El Tribunal Supremo ha confirmado que la reforma introducida por la Ley Orgánica 14/2022 no ha supuesto la despenalización del delito de estafa informática cuando se utilizan datos de tarjeta sin consentimiento para realizar compras online.
La Sala de lo Penal desestima un recurso de casación por interés casacional y aclara que la nueva redacción del artículo 249 del Código Penal no convierte en atípicas conductas que ya integraban el delito de estafa informática antes de la reforma.
Los hechos declarados probados describen la obtención fraudulenta de la numeración de una tarjeta de débito y su posterior utilización para efectuar compras online.
Las operaciones provocaron un perjuicio económico tanto al titular de la tarjeta como a los comerciantes afectados, debido a la devolución bancaria de los importes cargados.
En instancia, la conducta se subsumió en el artículo 248.2 c) del Código Penal, en su redacción anterior. Este precepto consideraba delito de estafa informática la realización de operaciones utilizando tarjetas de crédito o débito —o los datos obrantes en ellas— en perjuicio del titular o de un tercero.
Tras la entrada en vigor de la LO 14/2022, el delito de estafa informática relativo a medios de pago distintos del efectivo pasó a regularse en el artículo 249.1 b) CP.
Este precepto castiga a quienes, “utilizando de forma fraudulenta” tarjetas o sus datos, realicen operaciones en perjuicio del titular o de un tercero.
La defensa sostuvo que los hechos probados únicamente calificaban como fraudulenta la obtención de la numeración de la tarjeta, pero no describían expresamente una “utilización fraudulenta” en los términos literales del nuevo artículo. Sobre esa base, argumentó que el delito de estafa informática habría quedado despenalizado tras la reforma y que debía aplicarse retroactivamente la norma más favorable.
El Tribunal Supremo rechaza esa interpretación.
La Sala afirma que la expresión “utilizando de forma fraudulenta” no introduce un elemento nuevo en el delito de estafa informática. No añade una exigencia distinta. Simplemente explicita un requisito que ya estaba implícito en la configuración típica anterior: que la utilización del instrumento de pago sea ilícita, no consentida y dirigida a causar un perjuicio patrimonial con ánimo de lucro.

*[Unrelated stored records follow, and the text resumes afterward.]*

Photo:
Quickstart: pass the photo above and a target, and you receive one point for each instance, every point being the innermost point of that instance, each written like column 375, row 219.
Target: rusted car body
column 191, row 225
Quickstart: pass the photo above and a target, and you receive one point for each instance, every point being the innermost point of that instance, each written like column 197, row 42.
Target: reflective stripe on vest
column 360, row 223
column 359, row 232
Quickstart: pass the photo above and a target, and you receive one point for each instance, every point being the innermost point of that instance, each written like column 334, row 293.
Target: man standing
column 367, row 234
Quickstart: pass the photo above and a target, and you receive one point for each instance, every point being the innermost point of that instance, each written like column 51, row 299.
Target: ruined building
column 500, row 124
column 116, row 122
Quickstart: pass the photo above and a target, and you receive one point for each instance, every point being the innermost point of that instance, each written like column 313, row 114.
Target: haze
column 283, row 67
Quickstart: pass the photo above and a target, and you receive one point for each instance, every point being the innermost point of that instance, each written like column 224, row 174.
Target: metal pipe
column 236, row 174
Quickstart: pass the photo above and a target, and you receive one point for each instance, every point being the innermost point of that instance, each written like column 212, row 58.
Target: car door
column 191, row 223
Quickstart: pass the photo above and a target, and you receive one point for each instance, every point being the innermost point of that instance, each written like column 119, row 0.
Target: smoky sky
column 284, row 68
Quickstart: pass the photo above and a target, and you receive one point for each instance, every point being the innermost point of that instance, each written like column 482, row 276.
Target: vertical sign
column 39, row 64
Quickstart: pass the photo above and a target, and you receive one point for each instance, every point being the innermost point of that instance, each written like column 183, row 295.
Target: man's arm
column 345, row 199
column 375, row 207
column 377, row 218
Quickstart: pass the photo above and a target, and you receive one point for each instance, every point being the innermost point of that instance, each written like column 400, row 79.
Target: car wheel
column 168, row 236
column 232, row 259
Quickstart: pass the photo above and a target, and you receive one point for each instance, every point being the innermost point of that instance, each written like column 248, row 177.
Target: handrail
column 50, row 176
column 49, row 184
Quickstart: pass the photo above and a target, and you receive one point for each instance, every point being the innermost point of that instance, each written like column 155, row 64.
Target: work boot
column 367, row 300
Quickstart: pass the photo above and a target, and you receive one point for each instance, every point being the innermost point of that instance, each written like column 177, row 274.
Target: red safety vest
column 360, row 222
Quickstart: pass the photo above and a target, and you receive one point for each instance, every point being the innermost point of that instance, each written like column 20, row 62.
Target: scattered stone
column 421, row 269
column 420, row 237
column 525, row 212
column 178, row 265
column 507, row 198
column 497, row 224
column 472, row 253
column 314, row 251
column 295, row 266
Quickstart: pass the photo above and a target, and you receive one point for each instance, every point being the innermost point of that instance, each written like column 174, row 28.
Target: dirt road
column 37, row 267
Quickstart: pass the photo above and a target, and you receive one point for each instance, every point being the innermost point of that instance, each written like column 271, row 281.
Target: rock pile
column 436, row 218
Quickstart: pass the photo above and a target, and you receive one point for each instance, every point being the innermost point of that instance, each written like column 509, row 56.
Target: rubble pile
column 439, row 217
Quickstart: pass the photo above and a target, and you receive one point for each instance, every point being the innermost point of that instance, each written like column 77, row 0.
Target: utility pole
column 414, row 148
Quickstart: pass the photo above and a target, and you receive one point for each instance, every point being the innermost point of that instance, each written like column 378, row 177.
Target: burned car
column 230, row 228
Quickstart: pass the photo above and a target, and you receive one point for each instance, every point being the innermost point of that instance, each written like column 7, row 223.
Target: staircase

Desde esta perspectiva, el delito de estafa informática nunca ha sancionado usos legítimos de tarjetas. Siempre ha exigido una utilización indebida dentro de un plan defraudatorio.
En el caso concreto, el relato fáctico —obtención fraudulenta de los datos, compras online y perjuicio económico— permite concluir que el fraude afecta a toda la conducta. La utilización de la tarjeta no puede desvincularse de la obtención ilícita previa, pues forma parte del mismo iter delictivo propio del delito de estafa informática.
La sentencia añade un argumento de coherencia del sistema penal.
La LO 14/2022 no reduce la respuesta frente al delito de estafa informática. Al contrario, refuerza la protección penal al tipificar también conductas preparatorias en el artículo 249.2 CP, como la obtención o adquisición ilícita de instrumentos de pago para su uso fraudulento.
No resultaría razonable que el ordenamiento castigara la fase preparatoria del delito de estafa informática y, sin embargo, considerara impune la utilización efectiva de la tarjeta que genera el perjuicio económico.
Además, la Sala señala que, incluso si se discutiera el encaje en el artículo 249.1 b), los hechos podrían reconducirse al artículo 249.1 a) CP, relativo a la estafa informática mediante manipulación informática o artificio semejante para lograr una transferencia patrimonial no consentida.
En conclusión, el Tribunal Supremo declara que no existe atipicidad sobrevenida ni despenalización del delito de estafa informática tras la reforma de 2022.
La Sala desestima el recurso de casación y confirma que el uso no consentido de tarjetas para realizar compras por Internet continúa integrando el delito de estafa informática, con imposición de costas al recurrente.